Defenseman Shane Bear followed up with another goal (his third of the season) just over a minute later as he wristed a shot in from the slot putting UMass up 2-0 by the end of the first period.

However, the game quickly turned in favor of the Catamounts as the second period progressed. The two goal lead dissipated for the Minutemen in less than two minutes.

“I think our defense just wasn’t making the plays that it was making in the first period,” Carvel told WHMP after the game. “I thought our defense did a really nice job of making plays to break their forecheck, an adjustment we made in our game plan from playing them a couple of weeks ago. I thought our defensemen in the first period were very good, and in the second period not so much.”

An odd man rush by UVM helped lead to the Catamount’s first goal as forward Derek Lordemeier scored his third of the season. Unfortunately, a penalty on UMass defenseman Ivan Chukarov still had to be served. This led to the second goal on the power play for UVM by sophomore Craig Puffer, tying the game at two.

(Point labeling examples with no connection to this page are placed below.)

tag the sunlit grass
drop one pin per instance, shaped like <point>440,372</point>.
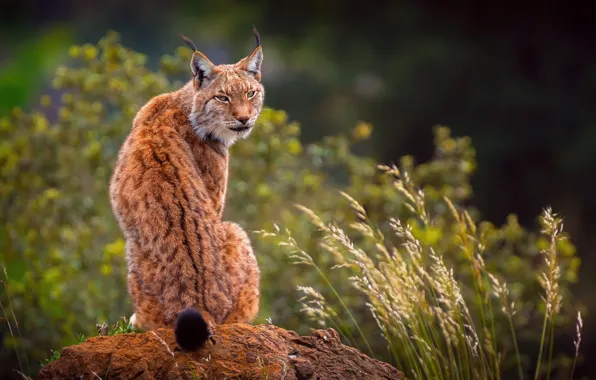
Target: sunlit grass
<point>432,330</point>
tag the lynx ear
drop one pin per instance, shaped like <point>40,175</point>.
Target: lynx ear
<point>201,67</point>
<point>252,63</point>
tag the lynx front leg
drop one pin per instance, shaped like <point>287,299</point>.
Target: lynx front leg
<point>243,270</point>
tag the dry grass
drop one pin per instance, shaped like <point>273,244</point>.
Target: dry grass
<point>431,330</point>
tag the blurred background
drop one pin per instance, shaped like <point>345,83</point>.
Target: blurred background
<point>518,78</point>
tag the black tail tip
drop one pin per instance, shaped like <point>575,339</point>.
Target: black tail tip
<point>191,330</point>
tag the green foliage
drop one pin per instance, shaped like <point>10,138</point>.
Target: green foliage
<point>55,356</point>
<point>64,252</point>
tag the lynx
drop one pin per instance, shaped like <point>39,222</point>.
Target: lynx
<point>187,268</point>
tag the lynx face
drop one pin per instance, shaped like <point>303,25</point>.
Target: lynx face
<point>227,98</point>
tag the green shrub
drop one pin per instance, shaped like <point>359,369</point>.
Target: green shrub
<point>64,252</point>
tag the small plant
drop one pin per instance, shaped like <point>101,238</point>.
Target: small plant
<point>122,326</point>
<point>55,356</point>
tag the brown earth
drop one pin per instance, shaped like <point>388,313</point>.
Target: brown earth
<point>239,351</point>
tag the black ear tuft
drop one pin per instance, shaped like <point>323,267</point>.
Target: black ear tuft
<point>257,36</point>
<point>189,42</point>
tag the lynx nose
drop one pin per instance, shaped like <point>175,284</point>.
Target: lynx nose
<point>242,119</point>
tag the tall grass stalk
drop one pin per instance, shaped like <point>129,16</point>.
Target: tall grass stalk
<point>16,323</point>
<point>416,299</point>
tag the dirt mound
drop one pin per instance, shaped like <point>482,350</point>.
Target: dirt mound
<point>239,351</point>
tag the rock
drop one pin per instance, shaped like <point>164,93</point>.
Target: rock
<point>239,351</point>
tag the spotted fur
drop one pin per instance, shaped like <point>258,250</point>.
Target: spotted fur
<point>168,193</point>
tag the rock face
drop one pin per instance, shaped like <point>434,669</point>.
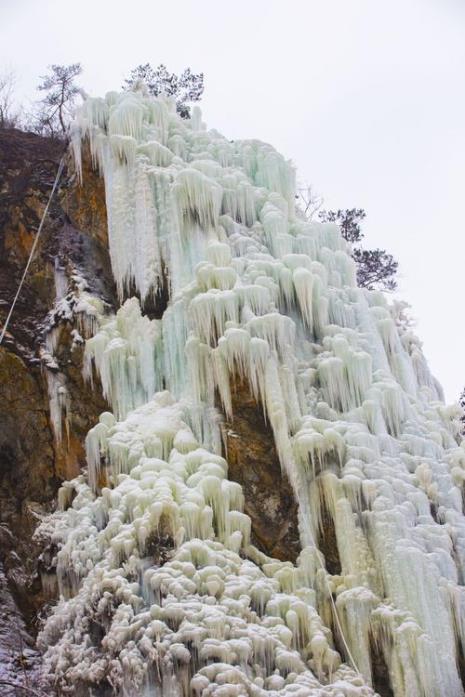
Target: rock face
<point>33,462</point>
<point>254,463</point>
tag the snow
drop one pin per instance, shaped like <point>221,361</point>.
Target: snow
<point>153,544</point>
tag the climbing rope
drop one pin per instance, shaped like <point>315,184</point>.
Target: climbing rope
<point>36,239</point>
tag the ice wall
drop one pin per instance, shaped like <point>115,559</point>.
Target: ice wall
<point>161,591</point>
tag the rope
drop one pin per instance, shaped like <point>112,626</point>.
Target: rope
<point>31,255</point>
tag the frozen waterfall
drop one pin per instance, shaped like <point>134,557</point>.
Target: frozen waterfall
<point>161,591</point>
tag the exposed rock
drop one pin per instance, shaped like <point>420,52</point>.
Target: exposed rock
<point>74,237</point>
<point>254,463</point>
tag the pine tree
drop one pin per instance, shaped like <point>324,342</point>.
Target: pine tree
<point>376,268</point>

In the third period Puffer scored his second goal of the game on yet another power play giving the Catamounts the 3-2 lead.

UVM’s empty net goal with just three seconds left in regulation put the game on ice for the Catamounts.

The Catamounts would go on to win the tournament, and while the Minutemen finished fourth Carvel still came away feeling positive about the results for UMass.

“When it was time to practice and it was time to play the games our guys were focused,” Carvel said to WHMP following the tournament. “That’s a really good sign and that wasn’t the case earlier in the season. What we’ll take away is that we played two top 20 teams.”